Candice E. Jackson was appointed to the department’s Office of Civil Rights. She is a sexual assault survivor and a lesbian who has been married to her wife for more than a decade. Jackson will be responsible for overseeing issues involving the treatment of LGBT students and investigations of sexual assaults on campus.

Critics of Jackson have highlighted her involvement in attacks against Hillary Clinton’s presidential campaign where she tried to draw attention toward women accusing former President Bill Clinton of sexual assault and harassment. However, she was hypocritical in that she denounced those who accused Mr. Trump of the same. Critics also note that she has never worked in civil rights enforcement before and that she is a known critic of both affirmative action and the women’s rights movement.

A research organization at George Washington University named FutureEd, looked into articles that Jackson wrote when she was writing for The Stanford Review in college. Notable remarks that Jackson made in The Review were “as with most liberal solutions to a problem, giving special assistance to minority students is a band-aid solution to a deep problem.” She expressed her views on the women’s right movement in the paper in 1998 by writing, “college women who insist on banding together by gender to fight for their rights are moving backwards, not forwards.

A fellow writer for The Stanford Review, Eric Jackson, came to Ms. Jackson’s defense saying that she was being “unfairly tarred by views from decades ago” and that Jackson was a self-proclaimed “libertarian feminist” and lawyer who would follow the rules of the law to defend students from mistreatment. Mr. Jackson also added, “what we can infer from her personal background is that she’s compassionate; she understands what it’s like, as a gay woman, to have overcome adversity.

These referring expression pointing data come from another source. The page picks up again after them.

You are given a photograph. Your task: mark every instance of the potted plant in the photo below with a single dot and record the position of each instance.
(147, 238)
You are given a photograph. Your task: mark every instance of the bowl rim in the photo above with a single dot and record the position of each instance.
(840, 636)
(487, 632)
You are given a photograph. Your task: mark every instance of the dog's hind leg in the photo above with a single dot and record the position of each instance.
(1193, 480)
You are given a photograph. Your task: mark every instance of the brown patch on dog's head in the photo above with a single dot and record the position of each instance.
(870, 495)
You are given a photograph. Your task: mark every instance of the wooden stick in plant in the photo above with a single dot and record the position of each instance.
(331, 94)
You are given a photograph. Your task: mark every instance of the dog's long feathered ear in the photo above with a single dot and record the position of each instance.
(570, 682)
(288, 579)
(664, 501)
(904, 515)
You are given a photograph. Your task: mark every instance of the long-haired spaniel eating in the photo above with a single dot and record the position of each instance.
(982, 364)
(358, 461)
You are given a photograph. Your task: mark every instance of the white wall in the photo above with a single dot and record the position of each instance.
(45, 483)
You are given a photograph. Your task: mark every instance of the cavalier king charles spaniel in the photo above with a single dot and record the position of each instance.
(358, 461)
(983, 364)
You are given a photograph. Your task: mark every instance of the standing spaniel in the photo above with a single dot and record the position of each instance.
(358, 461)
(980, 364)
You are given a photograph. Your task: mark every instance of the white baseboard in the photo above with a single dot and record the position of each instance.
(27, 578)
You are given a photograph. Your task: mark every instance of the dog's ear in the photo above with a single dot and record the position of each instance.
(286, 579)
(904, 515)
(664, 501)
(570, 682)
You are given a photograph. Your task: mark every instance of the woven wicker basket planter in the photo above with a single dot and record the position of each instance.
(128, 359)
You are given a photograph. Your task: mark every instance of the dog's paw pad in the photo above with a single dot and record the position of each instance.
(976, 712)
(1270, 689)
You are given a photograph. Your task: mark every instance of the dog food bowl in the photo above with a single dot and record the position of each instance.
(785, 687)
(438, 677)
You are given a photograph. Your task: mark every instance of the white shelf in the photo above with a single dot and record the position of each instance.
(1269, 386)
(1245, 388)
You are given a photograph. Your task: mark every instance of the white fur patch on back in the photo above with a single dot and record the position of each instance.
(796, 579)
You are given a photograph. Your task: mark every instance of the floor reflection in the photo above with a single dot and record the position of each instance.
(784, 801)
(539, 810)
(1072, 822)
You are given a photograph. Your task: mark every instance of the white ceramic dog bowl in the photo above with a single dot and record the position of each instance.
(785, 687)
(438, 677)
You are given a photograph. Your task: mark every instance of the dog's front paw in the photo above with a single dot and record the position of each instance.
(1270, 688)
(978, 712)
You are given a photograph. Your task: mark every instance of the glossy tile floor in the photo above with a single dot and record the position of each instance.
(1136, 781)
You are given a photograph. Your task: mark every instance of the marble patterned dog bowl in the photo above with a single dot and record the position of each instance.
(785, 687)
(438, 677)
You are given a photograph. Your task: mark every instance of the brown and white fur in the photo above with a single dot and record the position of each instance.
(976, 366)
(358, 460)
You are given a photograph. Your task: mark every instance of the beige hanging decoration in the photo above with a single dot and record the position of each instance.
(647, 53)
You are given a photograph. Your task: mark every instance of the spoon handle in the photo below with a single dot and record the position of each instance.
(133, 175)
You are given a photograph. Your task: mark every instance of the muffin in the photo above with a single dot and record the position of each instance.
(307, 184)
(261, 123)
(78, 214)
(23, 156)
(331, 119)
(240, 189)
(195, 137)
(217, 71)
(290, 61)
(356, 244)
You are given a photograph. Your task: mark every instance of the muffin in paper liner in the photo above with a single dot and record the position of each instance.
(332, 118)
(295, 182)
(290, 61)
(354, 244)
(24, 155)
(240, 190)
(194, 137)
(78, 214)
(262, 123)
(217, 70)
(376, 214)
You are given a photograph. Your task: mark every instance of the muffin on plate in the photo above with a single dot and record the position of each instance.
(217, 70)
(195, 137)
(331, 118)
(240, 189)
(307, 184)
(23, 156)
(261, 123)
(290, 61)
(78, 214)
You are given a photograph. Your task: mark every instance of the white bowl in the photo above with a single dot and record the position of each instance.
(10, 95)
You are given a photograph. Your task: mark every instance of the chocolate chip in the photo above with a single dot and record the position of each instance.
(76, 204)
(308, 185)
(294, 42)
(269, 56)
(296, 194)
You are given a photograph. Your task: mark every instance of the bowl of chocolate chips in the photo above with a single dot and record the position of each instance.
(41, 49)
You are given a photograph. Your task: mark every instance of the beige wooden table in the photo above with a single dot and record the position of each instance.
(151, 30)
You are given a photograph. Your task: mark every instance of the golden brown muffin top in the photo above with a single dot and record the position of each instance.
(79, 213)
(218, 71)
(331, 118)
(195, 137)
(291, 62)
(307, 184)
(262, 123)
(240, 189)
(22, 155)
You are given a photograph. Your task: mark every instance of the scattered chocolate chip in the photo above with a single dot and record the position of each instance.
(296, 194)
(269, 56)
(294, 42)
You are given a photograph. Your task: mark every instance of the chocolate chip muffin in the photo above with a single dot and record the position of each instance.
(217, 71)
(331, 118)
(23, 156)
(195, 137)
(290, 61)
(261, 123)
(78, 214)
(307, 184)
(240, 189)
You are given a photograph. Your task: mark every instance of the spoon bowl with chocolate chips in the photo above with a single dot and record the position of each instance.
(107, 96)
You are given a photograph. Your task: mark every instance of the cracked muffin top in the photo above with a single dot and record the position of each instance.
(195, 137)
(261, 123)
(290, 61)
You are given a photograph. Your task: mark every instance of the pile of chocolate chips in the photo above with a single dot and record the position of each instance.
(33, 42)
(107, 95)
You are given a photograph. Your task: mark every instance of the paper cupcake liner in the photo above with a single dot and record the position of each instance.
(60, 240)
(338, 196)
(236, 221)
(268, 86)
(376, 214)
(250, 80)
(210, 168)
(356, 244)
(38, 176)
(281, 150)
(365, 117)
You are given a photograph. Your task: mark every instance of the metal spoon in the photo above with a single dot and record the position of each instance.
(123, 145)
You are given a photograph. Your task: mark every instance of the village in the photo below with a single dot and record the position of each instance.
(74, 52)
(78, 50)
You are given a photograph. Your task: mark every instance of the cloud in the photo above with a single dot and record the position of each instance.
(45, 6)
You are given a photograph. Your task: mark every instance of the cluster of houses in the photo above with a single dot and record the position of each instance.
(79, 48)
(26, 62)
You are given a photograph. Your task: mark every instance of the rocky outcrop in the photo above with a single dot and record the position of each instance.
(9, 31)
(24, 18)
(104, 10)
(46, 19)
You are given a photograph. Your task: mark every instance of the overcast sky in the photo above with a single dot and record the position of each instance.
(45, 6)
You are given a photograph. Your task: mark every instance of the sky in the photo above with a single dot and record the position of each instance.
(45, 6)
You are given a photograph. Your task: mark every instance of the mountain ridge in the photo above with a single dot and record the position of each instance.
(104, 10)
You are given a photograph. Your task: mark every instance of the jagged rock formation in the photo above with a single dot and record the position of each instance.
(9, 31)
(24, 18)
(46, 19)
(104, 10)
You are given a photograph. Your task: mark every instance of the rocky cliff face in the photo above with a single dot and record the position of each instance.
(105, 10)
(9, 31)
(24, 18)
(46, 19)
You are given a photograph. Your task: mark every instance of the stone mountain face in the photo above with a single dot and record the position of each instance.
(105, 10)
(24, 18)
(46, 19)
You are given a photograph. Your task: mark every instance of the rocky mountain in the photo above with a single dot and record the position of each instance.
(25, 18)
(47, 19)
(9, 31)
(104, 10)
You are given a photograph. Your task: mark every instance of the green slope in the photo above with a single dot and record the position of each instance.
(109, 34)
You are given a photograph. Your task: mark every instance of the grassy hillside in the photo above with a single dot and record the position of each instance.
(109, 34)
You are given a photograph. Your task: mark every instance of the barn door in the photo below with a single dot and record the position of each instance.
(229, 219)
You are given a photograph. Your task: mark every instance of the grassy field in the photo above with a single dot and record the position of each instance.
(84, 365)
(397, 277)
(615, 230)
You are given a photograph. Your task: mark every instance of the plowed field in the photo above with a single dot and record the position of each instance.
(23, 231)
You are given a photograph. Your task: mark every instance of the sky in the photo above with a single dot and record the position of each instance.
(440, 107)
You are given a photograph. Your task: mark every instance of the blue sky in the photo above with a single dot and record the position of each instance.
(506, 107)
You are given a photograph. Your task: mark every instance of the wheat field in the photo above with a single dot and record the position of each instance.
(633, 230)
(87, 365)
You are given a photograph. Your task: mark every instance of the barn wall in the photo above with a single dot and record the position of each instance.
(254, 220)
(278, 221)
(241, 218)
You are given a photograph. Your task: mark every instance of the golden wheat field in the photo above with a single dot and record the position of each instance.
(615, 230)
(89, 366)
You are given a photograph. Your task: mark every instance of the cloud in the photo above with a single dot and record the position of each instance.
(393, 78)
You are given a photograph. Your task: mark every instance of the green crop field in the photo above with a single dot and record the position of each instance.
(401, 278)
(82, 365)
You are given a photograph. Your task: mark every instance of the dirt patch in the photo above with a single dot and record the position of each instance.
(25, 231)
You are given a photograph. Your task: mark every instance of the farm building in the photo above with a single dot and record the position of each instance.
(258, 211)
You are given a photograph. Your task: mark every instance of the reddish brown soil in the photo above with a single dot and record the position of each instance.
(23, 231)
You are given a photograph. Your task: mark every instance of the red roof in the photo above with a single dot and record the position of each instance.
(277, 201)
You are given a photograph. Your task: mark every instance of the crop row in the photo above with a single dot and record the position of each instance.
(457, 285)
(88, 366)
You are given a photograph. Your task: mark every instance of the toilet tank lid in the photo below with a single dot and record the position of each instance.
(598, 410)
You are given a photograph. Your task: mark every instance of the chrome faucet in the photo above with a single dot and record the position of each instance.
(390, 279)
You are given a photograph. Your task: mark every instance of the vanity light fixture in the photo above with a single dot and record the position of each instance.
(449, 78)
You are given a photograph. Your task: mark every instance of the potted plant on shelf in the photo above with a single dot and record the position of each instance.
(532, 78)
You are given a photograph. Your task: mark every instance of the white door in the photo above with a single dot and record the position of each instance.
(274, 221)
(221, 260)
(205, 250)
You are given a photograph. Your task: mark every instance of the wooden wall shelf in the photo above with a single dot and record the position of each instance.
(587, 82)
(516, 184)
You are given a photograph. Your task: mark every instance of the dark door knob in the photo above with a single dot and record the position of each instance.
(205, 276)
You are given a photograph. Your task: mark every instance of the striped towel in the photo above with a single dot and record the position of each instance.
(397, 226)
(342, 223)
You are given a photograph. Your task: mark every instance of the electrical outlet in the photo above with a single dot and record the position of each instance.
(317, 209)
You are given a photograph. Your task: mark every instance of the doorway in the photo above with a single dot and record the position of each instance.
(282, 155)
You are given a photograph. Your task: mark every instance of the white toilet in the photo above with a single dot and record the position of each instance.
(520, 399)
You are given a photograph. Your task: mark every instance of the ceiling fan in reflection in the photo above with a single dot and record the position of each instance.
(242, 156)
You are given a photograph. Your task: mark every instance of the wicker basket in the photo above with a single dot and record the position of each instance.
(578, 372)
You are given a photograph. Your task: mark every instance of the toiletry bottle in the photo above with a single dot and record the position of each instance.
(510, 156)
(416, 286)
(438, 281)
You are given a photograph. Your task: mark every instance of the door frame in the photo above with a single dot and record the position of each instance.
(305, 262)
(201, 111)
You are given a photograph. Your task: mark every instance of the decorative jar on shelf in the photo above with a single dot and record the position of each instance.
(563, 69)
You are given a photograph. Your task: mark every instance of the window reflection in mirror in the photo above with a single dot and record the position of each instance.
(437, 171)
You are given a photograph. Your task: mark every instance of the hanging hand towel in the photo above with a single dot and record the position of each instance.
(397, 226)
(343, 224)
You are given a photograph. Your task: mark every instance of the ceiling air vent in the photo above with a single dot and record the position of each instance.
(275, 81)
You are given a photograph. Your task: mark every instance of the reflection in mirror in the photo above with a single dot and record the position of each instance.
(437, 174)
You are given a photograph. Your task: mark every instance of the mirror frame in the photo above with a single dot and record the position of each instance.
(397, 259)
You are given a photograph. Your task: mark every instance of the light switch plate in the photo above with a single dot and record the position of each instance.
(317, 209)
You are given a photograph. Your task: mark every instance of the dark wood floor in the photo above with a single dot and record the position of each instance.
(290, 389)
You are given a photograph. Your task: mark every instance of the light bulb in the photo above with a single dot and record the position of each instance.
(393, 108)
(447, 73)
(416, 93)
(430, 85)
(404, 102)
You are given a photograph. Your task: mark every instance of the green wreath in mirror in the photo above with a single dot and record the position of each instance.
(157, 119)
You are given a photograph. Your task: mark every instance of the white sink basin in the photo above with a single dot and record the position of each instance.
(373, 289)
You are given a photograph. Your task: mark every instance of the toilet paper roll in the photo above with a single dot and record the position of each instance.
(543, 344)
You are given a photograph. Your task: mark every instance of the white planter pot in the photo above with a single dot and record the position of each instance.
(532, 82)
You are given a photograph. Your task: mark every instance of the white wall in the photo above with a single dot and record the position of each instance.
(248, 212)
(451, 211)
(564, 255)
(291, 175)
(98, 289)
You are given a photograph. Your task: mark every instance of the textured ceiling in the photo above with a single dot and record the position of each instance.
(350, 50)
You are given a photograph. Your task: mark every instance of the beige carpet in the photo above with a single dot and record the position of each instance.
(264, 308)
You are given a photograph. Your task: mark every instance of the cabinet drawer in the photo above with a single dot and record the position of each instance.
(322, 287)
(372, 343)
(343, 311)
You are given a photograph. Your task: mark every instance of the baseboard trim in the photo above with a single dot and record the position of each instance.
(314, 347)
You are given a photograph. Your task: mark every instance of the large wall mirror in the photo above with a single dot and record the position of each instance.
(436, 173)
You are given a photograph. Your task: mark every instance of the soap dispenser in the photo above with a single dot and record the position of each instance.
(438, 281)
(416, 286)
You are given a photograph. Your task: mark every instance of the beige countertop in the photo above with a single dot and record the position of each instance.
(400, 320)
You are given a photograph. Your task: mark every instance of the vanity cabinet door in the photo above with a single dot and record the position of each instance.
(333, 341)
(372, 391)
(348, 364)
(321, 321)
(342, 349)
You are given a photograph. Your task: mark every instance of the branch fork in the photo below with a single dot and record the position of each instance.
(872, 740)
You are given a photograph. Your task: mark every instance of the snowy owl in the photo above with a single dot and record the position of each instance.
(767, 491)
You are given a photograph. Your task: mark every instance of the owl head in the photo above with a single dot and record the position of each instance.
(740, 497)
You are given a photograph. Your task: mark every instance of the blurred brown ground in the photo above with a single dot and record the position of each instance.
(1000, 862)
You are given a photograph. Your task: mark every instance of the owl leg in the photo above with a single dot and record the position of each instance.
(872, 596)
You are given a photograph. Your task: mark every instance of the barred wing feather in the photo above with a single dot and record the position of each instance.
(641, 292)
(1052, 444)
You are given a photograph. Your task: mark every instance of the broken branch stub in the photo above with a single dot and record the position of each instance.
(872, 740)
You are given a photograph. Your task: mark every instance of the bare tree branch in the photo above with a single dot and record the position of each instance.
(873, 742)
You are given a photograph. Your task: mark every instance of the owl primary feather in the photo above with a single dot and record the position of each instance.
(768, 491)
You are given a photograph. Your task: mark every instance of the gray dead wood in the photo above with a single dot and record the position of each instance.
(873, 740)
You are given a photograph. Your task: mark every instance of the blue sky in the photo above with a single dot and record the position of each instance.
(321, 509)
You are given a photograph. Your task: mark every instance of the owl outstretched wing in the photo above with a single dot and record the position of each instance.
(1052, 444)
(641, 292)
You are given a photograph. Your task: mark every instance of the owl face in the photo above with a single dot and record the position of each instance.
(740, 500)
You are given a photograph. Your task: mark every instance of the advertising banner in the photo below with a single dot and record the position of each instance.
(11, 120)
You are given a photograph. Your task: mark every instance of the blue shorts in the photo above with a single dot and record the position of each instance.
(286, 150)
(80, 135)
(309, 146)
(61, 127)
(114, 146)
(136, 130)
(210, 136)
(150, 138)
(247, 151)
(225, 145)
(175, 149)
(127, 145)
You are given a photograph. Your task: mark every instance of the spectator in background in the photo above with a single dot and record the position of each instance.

Jason Botel has been appointed as the deputy assistant secretary for elementary and secondary education. He is a progressive Democrat who supported President Barack Obama and has served as an educator. He believes that education system in America is broken and is the result of white supremacy. Botel is a supporter of charter schools as a way to fix the broken system and is behind school-choice agenda.

He worked for Teach for America for three years in a school with many students living in poverty. From there, he founded a national charter school effort, the Knowledge Is Power Program (KIPP), which has gone on to be a rigorous, high performing program with many applicants. Botel has publicly supported the Black Lives Matter movement and is an advocate for the poor and black children.

Critics of Botel say that they don’t “appreciate his one-dimensional thinking” toward solving education with charter schools. Jessica Schiller, an associate professor of urban education at Towson University in Maryland comments that the charter schools, “benefited some students in Baltimore” but that the “scaling up of that agenda for whole school districts can be dangerous.

Jose Viana was appointed as assistant deputy education secretary and the director of the Office of English Language Acquisition. He is also a second generation American whose mother emigrated to the United States from Cuba when she was six months pregnant with Viana. His father remained behind in Cuba where he was imprisoned by the Castro regime. He himself did not learn to speak English until he was in elementary school. Viana spent eight years working at the North Carolina’s Department of Public Instruction helping first and second generation American student, including those undocumented, overcome academic barriers from movements from one education system to another and lack of access to services like healthcare.

These three appointees have surprised many and have pleased many to the left. But as Ethan Hutt, a professor of education and policy and the University of Maryland, points out, “the question is how much influence they will ultimately have.